Exploring Lima – Pueblo Libre
Hola!
The next three posts on this blog are pretty much exactly what they sound like – an overview of the places to go and things to do in Lima, based on my experiences. Not that they will then be the end of me talking about Lima; I like to think of it as just putting most of the information and memories I collected in a few boxes, like photo albums. I lived in Lima between the beginning of August and mid-December 2014, studying at the PUCP as part of my year abroad. As mentioned in a previous post, I lived with a local family in Pueblo Libre. However, I spent most of my free time (that is to say, not studying or dancing) in Miraflores, San Isidro and Barranco, looking for food to eat, experiences to try and pretty things to photograph. To start my trio of Peruvian posts, let’s dive into
Pueblo Libre:
(The view of Pueblo Libre from my balcony)
This will be a short and sweet section, since I am focusing on one place in the district: the Museo Larco. Although Pueblo Libre is by far not the city’s nicest district, it is home to this lovely museum and restaurant.
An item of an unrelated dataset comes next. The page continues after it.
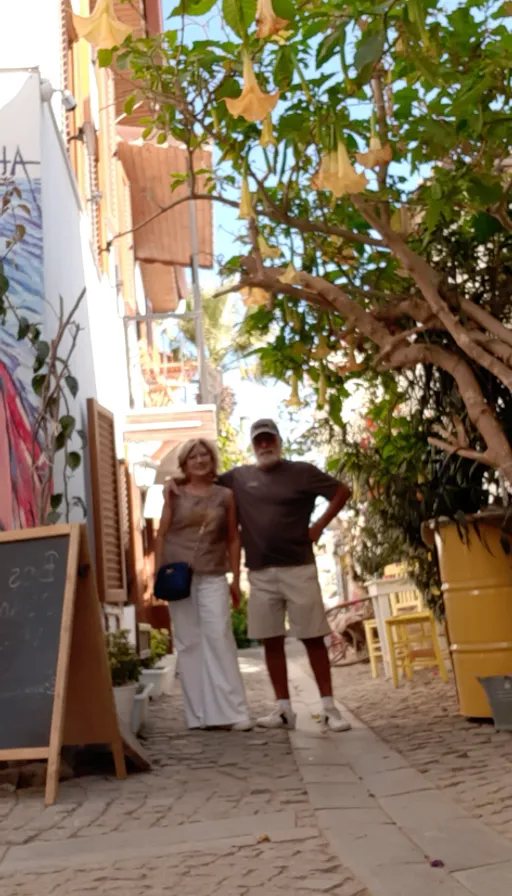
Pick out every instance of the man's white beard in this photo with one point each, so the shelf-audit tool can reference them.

The museum itself is really interesting, filled with jewellery, vases and other ancient artefacts. It is even complete with a section dedicated to pre-Colombian erotic art! I do enjoy a nice fertility statue. I went there with two other international students I met, and discovered it to be a genuinely interesting and enjoyable way to spend a morning before lunching at the museum’s restaurant.
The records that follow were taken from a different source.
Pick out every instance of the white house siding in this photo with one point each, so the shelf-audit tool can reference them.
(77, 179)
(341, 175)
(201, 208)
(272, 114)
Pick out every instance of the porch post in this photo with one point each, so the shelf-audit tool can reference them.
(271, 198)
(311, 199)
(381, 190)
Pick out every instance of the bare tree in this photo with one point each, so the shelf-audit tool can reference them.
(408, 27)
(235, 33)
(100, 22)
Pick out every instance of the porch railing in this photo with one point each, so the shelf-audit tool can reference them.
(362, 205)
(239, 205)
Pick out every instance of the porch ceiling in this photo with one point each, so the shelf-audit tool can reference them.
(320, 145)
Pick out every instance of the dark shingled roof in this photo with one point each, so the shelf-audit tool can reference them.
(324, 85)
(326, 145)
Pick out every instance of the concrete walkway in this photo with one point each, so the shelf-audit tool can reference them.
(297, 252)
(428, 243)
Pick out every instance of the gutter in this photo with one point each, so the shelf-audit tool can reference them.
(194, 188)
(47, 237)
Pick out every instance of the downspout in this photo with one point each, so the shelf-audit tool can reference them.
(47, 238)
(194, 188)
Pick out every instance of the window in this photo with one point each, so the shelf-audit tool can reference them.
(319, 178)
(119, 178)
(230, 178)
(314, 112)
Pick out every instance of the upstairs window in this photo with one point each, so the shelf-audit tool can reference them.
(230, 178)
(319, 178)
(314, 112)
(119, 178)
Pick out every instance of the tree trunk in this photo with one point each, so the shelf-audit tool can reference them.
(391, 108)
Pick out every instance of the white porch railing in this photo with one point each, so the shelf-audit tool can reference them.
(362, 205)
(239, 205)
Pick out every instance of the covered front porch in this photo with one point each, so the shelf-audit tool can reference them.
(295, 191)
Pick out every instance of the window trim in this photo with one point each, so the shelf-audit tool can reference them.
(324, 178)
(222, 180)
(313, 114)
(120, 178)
(One of the museum's artefacts)
The restaurant serves really tasty food; a mix of traditional Peruvian dishes (tequeños, ceviche, lomo saltado, etc.), pastas, risottos, steaks, burgers, and more. I particularly liked the combination of the two styles on one plate: for example, my favourite dish was spaghetti with huancaína sauce and prawns (I have already discussed my love of huancaína). To drink, there are the staple pisco sours, cocktails and Cusqueña beer (and soft drinks too, but funnily enough I never had any). When I was there, a brand of champagne whose name now escapes me was celebrating its 85thbirthday by selling 200ml bottles of champagne in various restaurants and bars, including the Museo Larco’s restaurant. You can believe that I took full advantage of that timely opportunity. In fact, because it was located between the flat I was living in and the university, more than once I would frequent the restaurant on the way home or in a long break between classes.
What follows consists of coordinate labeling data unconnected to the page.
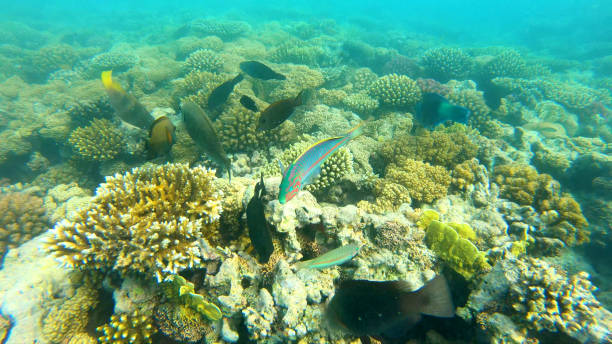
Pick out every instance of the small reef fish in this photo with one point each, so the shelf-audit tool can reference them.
(259, 229)
(249, 103)
(128, 108)
(387, 310)
(161, 136)
(308, 165)
(276, 113)
(220, 94)
(202, 131)
(435, 109)
(260, 71)
(334, 257)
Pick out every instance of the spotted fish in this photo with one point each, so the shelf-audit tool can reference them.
(308, 165)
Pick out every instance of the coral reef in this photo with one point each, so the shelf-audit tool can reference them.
(396, 90)
(100, 141)
(22, 217)
(424, 182)
(133, 328)
(142, 222)
(444, 64)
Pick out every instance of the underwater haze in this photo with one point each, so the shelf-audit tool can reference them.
(305, 172)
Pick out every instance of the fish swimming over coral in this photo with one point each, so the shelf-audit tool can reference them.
(387, 309)
(276, 113)
(128, 108)
(202, 131)
(259, 229)
(435, 109)
(219, 95)
(161, 137)
(248, 103)
(260, 71)
(334, 257)
(307, 166)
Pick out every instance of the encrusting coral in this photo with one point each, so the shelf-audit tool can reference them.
(22, 217)
(146, 221)
(396, 90)
(132, 328)
(100, 141)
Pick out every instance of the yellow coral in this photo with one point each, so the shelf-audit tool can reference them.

The greatest joy of the Museo Larco is the tranquillity of its gardens. Anyone who has walked up Avenida Simón Bolivar knows that it is a lively street; car horns constantly honking,taxistastouting for business, the markets and bakeries always bustling. To enter into the verdant enclosure of the Museo Larco is like stepping into another world – dappled sunlight and sweet quietness fill the air while you can sip a cocktail and read a book in peace. Bliss.